Islamic State militants in Syria beheaded 82-year-old antiquities expert Khaled al-Assad and hung his mutilated body on a Roman column in the main square of Palmyra after he refused to reveal where valuable artifacts had been moved for safekeeping.
Asaad had been held prisoner by ISIS for the past month, according to various reports, including detailed stories in the Guardian and the New York Times. The public beheading reportedly took place Tuesday, August 18.
Asaad’s murder is the latest atrocity perpetrated by the militant group, which has now taken over a third of both Syria and neighboring Iraq, having declared its own strict version of Islamic rule or “caliphate” on the territory it’s controlling.

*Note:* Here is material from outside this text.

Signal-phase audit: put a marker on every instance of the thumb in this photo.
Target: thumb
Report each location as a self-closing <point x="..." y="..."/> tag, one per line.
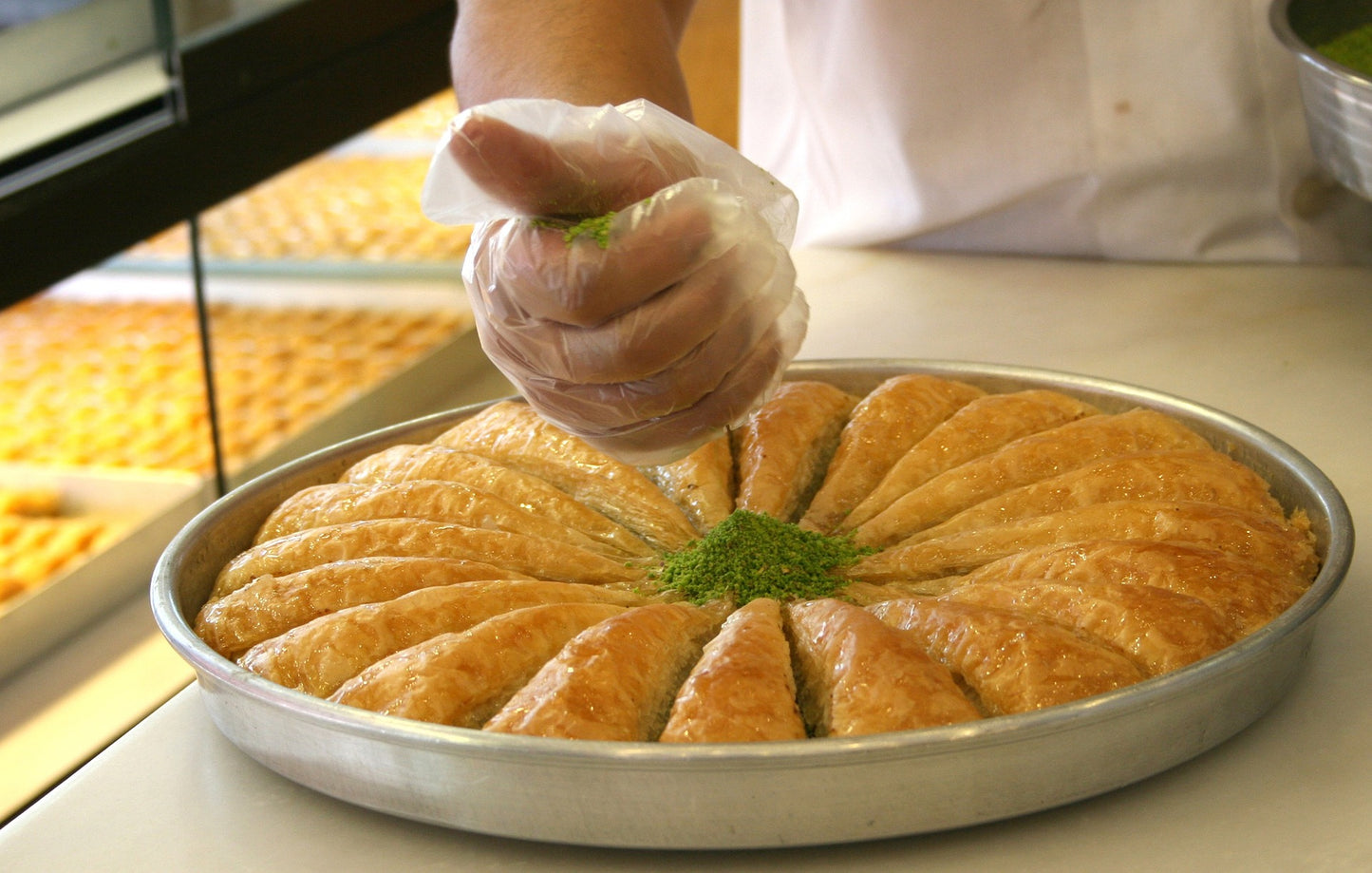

ISIS views artifacts as idolatrous but has also been selling looted antiquities in order to fund its activities.
Syrian state antiquities chief Maamoun Abdulkarim told the Guardian that Asaad’s family informed him of the beheading. Asaad had worked for more than five decades as head of antiquities in Palmyra, a city northeast of Syria’s capital, Damascus with antiquities dating back to the neolithic period.
The report said ISIS supporters used social media to circulate a gruesome but unverified image of Asaad’s beheaded body, tied to a pole on a street in the city.
“Just imagine that such a scholar who gave such memorable services to the place and to history would be beheaded. . .and his corpse still hanging from one of the ancient columns in the centre of a square in Palmyra,” said Abdulkarim. “The continued presence of these criminals in the city is a curse and bad omen on the city and every archaeological piece in it.”
Asaad’s son-in-law Khalil Hariri said his father-in-law had been a member of President Bashar Asaad’s ruling Baath party since 1954. Asaad is survived by six sons and five daughters.